Washington, DC is a jurisdiction with a growing “gift economy” whereby vendors sell overpriced consumer goods and include “free” or “souvenir” marijuana, exploiting an alleged grey area in the District’s laws.  Jesse K. Liu, the United States Attorney for the District of Columbia, said in a statement:

“The U.S. Attorney’s Office for the District of Columbia is committed to reducing violent crime and dismantling criminal gangs and large-scale drug distribution networks that pose a threat to public safety.  In accordance with the Attorney General’s memo, we will utilize long-established principles of prosecutorial discretion in pursuing cases and fulfilling that commitment.”

These statements, from federal prosecutors appointed by President Trump, are representative of those from other prosecutors.  These statements provide individuals and companies engaged in marijuana cultivation and sale with cold comfort.  Each prosecutor seemingly acknowledges that federal marijuana prosecutions are not public safety priorities, without declining to bring marijuana cases in the future, particularly where accompanied by violent crime, organized crime or other aggravating factors.

Support and Ancillary Services and Products

Lawyers, financial institutions, landlords, vendors, payment processors, investors and others may not be directly involved in cultivating or distributing marijuana, but may be prosecuted as co-conspirators, aiders or abettors or under 21 USC § 856, which makes it a separate crime to “manage or control any place. . . for the purpose of unlawfully manufacturing, storing, distributing, or using a controlled substance.”  One of the authors of this memorandum has personally prosecuted large scale “grow houses” in the Eastern District of Virginia pursuant to this statute.

Industry observers and participants are rightly concerned that the Department of Justice may choose to forgo a criminal prosecution in favor of a civil action against a marijuana industry participant, even without a criminal charge.  Given the hundreds, if not thousands, of potential defendants, it is most likely that any such action would be initiated against an individual or entity with prior convictions, accompanying impact on public safety or some other aggravating factor. 

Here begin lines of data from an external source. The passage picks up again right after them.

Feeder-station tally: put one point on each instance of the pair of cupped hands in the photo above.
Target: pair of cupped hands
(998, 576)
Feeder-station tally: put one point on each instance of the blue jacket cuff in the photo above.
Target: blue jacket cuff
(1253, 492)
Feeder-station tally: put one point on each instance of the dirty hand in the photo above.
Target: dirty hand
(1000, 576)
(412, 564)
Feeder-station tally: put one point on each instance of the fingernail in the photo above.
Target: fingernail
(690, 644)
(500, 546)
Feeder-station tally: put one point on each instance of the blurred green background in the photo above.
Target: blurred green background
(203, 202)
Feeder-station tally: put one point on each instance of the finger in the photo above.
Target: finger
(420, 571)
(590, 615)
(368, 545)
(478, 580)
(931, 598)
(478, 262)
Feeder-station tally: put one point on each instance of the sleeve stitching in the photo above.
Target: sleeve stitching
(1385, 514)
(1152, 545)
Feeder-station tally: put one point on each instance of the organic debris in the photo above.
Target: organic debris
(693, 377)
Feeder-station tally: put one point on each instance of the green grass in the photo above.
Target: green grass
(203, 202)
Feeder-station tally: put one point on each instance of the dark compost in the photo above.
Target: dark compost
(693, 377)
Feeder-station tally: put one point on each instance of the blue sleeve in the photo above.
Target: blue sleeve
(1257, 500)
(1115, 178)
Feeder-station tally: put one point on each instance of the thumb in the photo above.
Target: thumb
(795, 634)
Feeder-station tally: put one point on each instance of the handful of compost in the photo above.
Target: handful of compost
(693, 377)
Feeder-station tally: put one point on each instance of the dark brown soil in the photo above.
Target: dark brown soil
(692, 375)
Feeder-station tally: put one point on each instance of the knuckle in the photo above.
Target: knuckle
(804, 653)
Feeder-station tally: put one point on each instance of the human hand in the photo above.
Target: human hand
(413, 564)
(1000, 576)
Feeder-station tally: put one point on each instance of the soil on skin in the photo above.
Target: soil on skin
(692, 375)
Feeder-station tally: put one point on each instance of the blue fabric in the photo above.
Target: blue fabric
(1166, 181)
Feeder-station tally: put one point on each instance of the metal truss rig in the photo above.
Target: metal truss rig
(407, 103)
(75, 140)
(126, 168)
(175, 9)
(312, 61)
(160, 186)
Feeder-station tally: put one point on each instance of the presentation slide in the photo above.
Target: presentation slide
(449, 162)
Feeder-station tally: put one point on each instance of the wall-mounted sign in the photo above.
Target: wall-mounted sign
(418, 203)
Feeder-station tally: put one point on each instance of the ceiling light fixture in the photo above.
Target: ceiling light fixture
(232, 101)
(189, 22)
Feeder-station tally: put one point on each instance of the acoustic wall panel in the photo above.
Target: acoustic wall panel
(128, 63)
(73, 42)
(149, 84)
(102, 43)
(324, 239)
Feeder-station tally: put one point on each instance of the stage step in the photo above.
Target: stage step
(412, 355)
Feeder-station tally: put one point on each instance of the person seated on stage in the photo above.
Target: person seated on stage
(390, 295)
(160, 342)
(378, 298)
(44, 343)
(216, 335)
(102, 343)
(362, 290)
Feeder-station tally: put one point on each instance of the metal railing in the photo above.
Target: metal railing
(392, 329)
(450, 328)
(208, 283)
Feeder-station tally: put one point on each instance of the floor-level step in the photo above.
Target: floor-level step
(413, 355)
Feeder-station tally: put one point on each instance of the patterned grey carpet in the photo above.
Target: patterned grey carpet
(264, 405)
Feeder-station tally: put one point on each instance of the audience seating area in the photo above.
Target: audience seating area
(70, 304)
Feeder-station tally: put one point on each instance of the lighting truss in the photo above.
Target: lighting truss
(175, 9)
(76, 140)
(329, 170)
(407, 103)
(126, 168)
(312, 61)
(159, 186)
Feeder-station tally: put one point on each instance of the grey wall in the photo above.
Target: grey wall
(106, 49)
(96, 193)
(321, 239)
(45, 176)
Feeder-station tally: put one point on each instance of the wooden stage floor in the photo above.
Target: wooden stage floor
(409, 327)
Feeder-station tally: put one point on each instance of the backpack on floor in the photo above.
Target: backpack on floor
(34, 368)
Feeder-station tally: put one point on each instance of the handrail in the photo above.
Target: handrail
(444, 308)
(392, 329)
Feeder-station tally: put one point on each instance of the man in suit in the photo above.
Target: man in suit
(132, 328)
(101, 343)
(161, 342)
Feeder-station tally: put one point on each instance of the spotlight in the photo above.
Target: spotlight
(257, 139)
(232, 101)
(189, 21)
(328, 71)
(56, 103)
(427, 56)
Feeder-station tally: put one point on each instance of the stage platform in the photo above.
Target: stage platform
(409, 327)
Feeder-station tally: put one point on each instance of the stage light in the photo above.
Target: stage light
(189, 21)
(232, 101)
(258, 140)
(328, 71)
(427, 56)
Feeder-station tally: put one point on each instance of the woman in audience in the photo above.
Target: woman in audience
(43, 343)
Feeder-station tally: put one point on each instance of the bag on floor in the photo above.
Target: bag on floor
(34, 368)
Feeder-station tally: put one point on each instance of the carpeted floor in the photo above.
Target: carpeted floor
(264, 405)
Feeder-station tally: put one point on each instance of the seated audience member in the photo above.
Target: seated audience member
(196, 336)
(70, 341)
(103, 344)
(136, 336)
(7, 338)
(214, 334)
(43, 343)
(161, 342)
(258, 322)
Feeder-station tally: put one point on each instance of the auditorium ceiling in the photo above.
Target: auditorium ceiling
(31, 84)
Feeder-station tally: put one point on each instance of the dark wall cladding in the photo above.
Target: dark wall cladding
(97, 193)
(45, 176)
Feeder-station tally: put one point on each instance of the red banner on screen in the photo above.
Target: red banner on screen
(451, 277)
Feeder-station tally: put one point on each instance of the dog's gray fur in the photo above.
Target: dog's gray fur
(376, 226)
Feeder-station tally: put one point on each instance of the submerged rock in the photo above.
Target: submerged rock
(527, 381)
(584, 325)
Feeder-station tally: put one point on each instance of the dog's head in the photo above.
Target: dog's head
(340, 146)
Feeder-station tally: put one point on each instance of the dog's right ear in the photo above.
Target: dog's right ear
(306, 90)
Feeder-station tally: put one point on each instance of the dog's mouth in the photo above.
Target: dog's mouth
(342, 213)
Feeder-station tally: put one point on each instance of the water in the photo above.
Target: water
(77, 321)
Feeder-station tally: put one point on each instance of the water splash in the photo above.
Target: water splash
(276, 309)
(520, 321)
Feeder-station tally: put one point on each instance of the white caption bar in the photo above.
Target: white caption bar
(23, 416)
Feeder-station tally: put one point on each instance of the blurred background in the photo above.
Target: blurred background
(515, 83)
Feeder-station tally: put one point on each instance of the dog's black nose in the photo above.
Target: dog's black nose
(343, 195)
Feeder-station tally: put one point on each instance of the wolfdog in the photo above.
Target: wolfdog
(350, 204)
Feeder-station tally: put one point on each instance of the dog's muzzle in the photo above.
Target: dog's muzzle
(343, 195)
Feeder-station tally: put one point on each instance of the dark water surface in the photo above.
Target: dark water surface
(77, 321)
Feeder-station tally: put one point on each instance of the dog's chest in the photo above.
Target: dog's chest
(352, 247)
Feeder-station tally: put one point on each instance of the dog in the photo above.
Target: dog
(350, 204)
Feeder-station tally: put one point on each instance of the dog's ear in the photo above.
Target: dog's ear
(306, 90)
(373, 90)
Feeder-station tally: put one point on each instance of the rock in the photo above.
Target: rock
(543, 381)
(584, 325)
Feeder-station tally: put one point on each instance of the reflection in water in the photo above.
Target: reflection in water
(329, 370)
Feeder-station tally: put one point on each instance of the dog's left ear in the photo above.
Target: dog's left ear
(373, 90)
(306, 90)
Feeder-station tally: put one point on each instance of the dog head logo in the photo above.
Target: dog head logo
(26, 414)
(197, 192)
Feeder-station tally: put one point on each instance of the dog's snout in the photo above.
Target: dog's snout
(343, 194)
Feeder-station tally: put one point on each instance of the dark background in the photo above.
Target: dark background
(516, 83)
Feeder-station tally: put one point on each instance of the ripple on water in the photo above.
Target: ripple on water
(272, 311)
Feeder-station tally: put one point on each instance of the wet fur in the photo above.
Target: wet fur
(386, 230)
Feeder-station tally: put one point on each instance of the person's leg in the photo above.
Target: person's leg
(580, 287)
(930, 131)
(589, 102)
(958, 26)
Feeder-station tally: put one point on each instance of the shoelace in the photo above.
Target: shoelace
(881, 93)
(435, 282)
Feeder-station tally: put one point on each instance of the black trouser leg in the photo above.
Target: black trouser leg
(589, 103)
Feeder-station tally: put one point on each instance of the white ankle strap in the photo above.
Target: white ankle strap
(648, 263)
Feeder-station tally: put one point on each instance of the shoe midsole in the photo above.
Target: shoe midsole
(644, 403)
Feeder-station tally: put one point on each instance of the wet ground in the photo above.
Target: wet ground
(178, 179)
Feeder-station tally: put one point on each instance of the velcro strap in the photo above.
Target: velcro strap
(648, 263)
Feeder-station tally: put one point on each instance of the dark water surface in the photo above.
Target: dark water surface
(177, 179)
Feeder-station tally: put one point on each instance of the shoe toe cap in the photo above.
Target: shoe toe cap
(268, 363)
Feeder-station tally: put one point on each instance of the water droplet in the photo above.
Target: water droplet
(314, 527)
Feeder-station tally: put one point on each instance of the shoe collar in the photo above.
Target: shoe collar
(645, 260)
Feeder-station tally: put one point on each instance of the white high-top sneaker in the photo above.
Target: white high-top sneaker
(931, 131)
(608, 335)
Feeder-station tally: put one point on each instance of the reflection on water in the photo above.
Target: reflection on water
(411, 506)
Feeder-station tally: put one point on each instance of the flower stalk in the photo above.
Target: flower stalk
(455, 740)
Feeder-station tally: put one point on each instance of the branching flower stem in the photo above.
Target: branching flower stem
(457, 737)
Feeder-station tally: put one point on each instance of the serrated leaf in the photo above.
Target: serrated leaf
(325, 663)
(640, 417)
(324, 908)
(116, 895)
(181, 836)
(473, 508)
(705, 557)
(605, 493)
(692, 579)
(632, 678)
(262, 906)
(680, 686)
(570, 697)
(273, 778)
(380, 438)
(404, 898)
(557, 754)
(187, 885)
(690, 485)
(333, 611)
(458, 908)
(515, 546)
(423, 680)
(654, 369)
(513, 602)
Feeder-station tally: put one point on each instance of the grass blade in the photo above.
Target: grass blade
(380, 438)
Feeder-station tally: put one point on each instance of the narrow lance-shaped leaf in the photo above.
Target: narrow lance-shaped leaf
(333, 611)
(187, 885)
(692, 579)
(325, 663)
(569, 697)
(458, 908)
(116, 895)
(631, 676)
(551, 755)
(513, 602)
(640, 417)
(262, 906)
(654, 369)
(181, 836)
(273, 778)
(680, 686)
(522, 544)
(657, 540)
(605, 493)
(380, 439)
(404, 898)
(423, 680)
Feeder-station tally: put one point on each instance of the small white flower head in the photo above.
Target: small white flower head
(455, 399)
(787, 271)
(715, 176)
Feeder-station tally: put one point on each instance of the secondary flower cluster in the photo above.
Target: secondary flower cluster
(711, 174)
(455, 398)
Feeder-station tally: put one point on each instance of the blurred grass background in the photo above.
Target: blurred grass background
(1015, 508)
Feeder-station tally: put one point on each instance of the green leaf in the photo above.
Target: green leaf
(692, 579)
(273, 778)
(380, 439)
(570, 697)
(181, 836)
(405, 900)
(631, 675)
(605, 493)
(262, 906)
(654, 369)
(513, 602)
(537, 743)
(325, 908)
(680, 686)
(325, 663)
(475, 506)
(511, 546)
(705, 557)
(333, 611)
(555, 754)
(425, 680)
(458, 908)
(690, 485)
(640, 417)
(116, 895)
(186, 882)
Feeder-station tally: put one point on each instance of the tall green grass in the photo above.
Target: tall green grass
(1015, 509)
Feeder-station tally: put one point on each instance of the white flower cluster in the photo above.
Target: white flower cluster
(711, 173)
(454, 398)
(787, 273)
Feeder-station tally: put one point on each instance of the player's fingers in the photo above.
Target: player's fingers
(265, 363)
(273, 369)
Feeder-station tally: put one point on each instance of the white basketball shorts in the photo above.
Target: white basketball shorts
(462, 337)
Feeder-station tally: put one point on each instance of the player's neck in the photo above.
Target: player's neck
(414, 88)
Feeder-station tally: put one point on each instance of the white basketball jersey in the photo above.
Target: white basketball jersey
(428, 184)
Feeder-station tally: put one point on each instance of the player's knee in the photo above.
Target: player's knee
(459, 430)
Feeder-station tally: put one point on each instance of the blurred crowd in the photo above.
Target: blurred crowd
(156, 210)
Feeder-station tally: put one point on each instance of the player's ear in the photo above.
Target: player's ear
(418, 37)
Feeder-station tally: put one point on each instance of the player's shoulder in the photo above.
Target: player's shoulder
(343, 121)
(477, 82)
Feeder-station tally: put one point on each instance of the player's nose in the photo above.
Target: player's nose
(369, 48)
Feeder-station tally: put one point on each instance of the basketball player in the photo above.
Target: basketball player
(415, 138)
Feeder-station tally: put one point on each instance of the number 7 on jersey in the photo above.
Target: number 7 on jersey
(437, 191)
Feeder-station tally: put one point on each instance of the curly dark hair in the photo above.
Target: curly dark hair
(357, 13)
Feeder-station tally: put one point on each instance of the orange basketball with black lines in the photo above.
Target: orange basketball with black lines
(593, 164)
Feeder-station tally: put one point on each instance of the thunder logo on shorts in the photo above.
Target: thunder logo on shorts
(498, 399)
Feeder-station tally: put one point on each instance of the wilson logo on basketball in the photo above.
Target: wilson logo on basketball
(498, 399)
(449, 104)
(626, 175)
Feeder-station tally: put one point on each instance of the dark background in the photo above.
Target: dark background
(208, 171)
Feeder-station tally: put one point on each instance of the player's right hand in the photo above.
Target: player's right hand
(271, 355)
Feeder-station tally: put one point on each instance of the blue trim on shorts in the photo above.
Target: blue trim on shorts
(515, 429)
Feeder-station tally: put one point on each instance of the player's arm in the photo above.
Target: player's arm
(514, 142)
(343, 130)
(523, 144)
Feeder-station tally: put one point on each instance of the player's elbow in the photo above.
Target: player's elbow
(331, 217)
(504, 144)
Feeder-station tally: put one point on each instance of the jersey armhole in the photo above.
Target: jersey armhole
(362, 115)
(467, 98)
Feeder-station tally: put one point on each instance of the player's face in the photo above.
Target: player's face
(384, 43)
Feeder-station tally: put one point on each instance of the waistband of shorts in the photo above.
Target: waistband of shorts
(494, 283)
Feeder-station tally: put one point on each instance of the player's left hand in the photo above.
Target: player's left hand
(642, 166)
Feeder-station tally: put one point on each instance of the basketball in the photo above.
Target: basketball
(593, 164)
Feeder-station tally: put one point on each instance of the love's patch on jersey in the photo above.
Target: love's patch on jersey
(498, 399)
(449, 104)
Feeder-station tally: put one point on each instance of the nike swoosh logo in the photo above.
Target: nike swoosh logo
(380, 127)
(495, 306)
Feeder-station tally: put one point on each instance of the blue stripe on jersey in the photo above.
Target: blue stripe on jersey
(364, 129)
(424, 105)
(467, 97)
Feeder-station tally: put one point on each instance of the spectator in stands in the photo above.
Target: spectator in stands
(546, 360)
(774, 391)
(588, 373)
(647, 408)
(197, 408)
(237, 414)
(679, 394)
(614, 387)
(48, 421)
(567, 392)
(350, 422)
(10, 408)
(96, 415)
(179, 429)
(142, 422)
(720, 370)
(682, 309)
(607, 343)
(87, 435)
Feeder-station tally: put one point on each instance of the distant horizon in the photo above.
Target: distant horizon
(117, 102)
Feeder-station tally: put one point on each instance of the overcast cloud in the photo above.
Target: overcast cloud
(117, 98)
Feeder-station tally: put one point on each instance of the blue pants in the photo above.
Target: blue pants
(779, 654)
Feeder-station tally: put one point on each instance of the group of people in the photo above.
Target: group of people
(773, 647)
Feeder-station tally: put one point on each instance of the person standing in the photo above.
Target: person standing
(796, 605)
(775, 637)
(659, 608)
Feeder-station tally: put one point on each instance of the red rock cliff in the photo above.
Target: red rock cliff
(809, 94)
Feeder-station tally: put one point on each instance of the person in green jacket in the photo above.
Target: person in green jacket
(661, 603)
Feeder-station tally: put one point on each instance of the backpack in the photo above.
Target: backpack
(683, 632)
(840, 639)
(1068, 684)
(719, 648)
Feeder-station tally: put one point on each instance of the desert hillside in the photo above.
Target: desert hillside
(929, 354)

A review of news articles, federal prosecutions, industry trade publications and other research does not reveal an uptick in federal prosecutions of those involved in medical or recreational marijuana, whether in a state where “legal” or not.  Given the limited investigative and prosecutorial resources available, the finances involved and the political climate, a prosecution of a support or ancillary service provider is unlikely now.  Should the Department of Justice charge a participant in a state that has some form of legalized marijuana, it would be in an exceptional case.  Recognizing that federal law is not affected by states’ actions regarding medical or recreational marijuana, the exposure for a market participant that operates within the confines of the laws and regulations of the state or states in which it operates are greatly reduced.  But, exposure for violations of federal law is not eliminated.